In its original context Ephesians 2:15 applied specifically to the breaking down of the centuries long divide between Jew and Gentile, the godly and the heathen.  At least 2000 years before the time of Jesus, God had promised to Abraham, “All peoples on earth will be blessed through you.” (Genesis 12:3).  More than a thousand years after the time of Abraham, God spoke several times through the prophet Isaiah about one he called his servant.  Here’s one of his statements:


“It is too small a thing for you to be my servant to restore the tribes of Jacob and bring back those of Israel I have kept. I will also make you a light for the Gentiles, that you may bring my salvation to the ends of the earth.”  (Isaiah 49:6)


So in itself, the idea that Jews and Gentiles alike and together would equally share in experiencing God’s salvation was nothing new.  The new thing was that, as a result of the ministry of Jesus, the things promised to Abraham and prophesied through Isaiah began to be seen to be happening in practice.  To the Jews of Jesus’s day, the meaning of these prophecies had become so veiled that they had no understanding of what their fulfilment would look like.  Hence Paul was able to observe later in Ephesians that this was a mystery (or secret) who’s meaning the Holy Spirit had not previously revealed:


‘This mystery is that through the gospel the Gentiles are heirs together with Israel, members together of one body, and sharers together in the promise in Christ Jesus.’ (3:6)

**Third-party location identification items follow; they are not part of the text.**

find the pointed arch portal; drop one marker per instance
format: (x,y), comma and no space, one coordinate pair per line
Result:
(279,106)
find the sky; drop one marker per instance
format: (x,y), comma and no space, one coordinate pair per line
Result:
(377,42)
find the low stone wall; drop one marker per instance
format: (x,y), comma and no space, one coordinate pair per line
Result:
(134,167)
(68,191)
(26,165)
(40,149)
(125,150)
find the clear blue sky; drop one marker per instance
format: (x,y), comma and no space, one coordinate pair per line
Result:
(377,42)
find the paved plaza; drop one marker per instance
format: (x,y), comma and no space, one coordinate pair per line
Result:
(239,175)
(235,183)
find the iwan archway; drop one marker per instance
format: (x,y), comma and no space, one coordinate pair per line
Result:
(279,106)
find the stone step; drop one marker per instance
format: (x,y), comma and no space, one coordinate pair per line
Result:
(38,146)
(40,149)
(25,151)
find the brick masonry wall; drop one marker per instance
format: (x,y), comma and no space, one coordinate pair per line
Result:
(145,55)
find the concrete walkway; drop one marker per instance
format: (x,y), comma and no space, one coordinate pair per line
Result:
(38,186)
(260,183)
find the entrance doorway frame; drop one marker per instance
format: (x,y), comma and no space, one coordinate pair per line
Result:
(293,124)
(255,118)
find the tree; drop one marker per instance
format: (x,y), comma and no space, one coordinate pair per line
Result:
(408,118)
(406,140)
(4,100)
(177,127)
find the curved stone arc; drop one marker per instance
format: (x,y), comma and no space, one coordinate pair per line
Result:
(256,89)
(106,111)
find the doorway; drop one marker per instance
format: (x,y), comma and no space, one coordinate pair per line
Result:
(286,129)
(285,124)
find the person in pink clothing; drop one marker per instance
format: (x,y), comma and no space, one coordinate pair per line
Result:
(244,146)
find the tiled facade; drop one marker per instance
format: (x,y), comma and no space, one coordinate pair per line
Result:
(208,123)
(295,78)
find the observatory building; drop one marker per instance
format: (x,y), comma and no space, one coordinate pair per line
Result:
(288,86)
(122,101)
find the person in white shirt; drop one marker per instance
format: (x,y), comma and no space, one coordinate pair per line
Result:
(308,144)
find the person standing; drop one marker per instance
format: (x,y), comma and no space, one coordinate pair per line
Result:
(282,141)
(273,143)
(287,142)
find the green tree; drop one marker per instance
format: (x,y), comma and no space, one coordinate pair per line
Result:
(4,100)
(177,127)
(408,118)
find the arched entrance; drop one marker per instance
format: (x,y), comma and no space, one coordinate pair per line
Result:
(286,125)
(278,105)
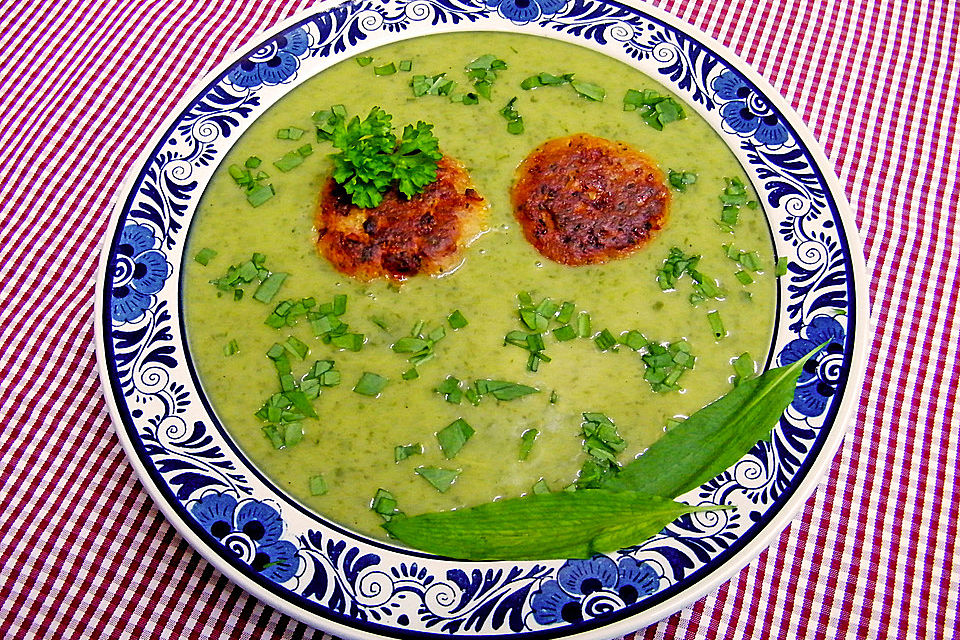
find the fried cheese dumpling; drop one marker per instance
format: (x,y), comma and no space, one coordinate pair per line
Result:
(402,237)
(583,200)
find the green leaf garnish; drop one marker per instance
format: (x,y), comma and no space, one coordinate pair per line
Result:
(580,524)
(454,436)
(441,479)
(318,486)
(385,505)
(527,438)
(372,158)
(655,109)
(457,320)
(204,256)
(404,451)
(370,384)
(680,180)
(512,116)
(713,438)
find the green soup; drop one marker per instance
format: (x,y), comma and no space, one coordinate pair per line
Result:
(351,444)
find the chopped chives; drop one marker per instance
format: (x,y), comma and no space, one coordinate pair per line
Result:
(457,320)
(592,92)
(204,256)
(318,486)
(454,436)
(385,505)
(583,324)
(260,194)
(269,287)
(288,161)
(716,325)
(298,347)
(744,368)
(564,333)
(441,479)
(404,451)
(527,438)
(370,384)
(231,348)
(605,341)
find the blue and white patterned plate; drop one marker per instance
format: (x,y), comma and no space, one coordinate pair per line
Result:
(352,586)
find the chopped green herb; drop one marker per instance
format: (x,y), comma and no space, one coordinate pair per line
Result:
(527,438)
(744,368)
(404,451)
(385,505)
(680,180)
(513,118)
(372,158)
(450,390)
(204,256)
(655,109)
(456,320)
(592,92)
(318,486)
(259,194)
(454,436)
(782,264)
(437,85)
(370,384)
(269,287)
(605,341)
(298,347)
(502,390)
(602,443)
(441,479)
(716,325)
(231,348)
(666,364)
(583,324)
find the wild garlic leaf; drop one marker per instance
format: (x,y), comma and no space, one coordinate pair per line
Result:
(542,526)
(713,438)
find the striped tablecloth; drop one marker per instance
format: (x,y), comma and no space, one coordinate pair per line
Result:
(84,553)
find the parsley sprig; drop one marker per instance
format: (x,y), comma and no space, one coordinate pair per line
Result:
(372,158)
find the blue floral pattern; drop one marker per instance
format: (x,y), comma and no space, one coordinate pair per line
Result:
(817,382)
(524,11)
(588,588)
(139,271)
(251,531)
(249,524)
(273,63)
(746,112)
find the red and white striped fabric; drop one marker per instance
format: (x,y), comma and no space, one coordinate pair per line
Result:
(84,553)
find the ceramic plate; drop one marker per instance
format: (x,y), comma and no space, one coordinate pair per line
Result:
(353,586)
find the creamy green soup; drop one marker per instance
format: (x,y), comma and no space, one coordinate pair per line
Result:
(352,443)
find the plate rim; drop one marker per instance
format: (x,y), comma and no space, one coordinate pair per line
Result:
(816,472)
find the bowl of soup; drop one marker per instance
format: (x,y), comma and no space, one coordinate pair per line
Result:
(398,300)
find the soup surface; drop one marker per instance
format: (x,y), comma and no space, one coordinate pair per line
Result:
(351,444)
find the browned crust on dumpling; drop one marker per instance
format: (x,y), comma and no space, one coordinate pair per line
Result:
(400,238)
(584,200)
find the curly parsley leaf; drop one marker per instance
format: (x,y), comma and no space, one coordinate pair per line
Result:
(372,159)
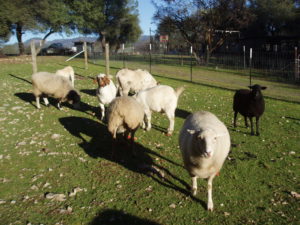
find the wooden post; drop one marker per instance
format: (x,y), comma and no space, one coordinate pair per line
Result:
(250,65)
(107,59)
(33,56)
(191,68)
(297,72)
(85,55)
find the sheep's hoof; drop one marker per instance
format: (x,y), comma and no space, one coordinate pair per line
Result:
(129,137)
(194,191)
(210,206)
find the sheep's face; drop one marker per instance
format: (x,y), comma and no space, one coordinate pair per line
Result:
(103,81)
(256,90)
(73,98)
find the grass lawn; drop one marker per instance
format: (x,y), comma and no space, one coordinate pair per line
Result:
(56,167)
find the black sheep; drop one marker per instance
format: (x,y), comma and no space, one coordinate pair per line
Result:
(249,103)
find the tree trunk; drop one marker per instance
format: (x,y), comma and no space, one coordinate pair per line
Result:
(19,34)
(33,56)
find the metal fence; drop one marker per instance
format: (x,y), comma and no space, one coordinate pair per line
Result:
(272,65)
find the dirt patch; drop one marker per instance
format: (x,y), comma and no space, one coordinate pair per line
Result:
(15,59)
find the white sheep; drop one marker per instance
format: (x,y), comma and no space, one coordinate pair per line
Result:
(49,84)
(204,143)
(134,80)
(105,92)
(68,73)
(125,115)
(161,98)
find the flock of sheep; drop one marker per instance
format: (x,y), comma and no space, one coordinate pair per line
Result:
(204,140)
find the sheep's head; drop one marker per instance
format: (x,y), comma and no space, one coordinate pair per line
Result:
(73,97)
(103,81)
(205,141)
(256,90)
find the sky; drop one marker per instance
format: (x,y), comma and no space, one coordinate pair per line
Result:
(146,11)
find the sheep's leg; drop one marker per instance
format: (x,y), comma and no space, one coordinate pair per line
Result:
(37,98)
(102,111)
(132,133)
(171,126)
(194,186)
(58,104)
(246,121)
(234,120)
(257,126)
(148,120)
(251,123)
(46,101)
(210,204)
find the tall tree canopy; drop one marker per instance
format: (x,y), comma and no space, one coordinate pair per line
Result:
(19,16)
(114,21)
(274,17)
(204,23)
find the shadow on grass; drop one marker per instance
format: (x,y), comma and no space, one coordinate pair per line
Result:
(117,217)
(20,78)
(182,113)
(100,145)
(26,97)
(91,92)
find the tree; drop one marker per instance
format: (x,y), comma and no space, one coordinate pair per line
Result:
(20,16)
(273,17)
(204,24)
(114,21)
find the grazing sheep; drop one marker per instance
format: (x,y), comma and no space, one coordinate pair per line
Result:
(48,84)
(105,92)
(161,98)
(68,73)
(249,103)
(204,143)
(134,80)
(125,115)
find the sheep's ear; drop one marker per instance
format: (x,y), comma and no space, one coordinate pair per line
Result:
(191,131)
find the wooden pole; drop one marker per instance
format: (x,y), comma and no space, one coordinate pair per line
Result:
(191,67)
(297,72)
(250,65)
(33,56)
(85,55)
(107,59)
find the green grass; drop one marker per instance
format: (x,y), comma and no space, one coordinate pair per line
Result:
(254,186)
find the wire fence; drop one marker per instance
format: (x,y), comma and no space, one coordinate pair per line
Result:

Further, in the new society God was establishing, the breaking down of barriers equally applied to other long standing divisions between peoples, whether racial, religious, gender-based, or societal-role-based (Galatians 3:28, Colossians 3:11).

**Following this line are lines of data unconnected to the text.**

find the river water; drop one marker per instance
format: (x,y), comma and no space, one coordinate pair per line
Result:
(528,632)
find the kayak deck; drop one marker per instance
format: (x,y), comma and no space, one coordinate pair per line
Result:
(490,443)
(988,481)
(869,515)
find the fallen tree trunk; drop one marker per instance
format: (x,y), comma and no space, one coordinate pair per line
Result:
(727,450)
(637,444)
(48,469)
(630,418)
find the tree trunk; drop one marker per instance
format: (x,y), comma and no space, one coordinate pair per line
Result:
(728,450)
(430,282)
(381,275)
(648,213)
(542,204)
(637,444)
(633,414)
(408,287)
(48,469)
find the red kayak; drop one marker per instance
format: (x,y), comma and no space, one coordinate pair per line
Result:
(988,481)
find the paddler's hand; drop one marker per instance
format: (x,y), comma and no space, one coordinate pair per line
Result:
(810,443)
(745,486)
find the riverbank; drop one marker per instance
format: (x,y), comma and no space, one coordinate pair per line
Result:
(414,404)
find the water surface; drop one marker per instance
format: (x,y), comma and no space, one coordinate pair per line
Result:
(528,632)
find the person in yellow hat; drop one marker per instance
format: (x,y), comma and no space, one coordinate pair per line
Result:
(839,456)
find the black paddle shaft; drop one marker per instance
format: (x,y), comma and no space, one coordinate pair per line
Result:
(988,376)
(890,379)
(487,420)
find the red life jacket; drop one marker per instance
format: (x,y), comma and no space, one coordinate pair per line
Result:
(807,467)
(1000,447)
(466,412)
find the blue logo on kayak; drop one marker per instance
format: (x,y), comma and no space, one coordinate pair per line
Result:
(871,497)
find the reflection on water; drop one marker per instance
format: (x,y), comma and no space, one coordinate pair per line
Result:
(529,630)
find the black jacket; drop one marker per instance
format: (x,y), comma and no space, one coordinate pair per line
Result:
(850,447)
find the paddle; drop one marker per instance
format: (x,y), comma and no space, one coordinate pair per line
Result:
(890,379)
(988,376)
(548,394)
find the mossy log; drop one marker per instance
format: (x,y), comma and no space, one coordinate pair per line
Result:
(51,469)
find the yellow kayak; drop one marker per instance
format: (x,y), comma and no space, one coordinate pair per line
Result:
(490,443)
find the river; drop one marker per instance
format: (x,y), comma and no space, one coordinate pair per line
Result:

[1] Matthew 5:18, 5:20, 5:22, 5:26, 5:28, 5:32, 5:34, 5:39, 5:44, 6:16, 6:25, and 6:29.

[2] John 12:49-50

[3] Genesis 9;6, 13:5, 17:7,48:4, 2Samuel 23:5, 1Chronicles 16:15-18.

[4] This fact calls into question the helpfulness of us dividing the Bible into only Old and New Testaments, since doing so suggests that the New Testament has replaced or superseded the whole of the Old.  Detailed exploration of this thought will need to wait until another document.

[5] This phrase, or variations thereon, occurs repeatedly throughout the Bible.  See, for example, Genesis 17:17-18, Exodus 6:7, 2Samuel 7:14, Jeremiah 7:23, 31:33, 32:38, Ezekiel 11:20, 14:11, 36:28, 37:23, 37:27, 2Corinthians 6:16, Revelation 21:3, 21:7.  As the last two examples, amongst others, show the exact word form in which this idea is expressed keeps changing so that it is not easy to identify the complete set of such references.

[6] The New Testament comprises 27 books: 5 historical books, 21 letters, and one prophetic book.  By word count, these three sections comprise approximately 60%, 33.5% and 6.5% of the total respectively.  (Detailed word counts for each book of the Bible are available at https://www.thelastdialogue.org/article/bible-statistics-and-facts/).  Using the assumption that about half of the material in the letters is instruction on how to live the Christian life gives us the ⅙ figure quoted.   This is of course only a rough figure.  And it excludes any such teaching in the other two sections.  Hence, my statement, ‘at least ⅙’.  This figure is, I submit, adequate for the purposes of this article.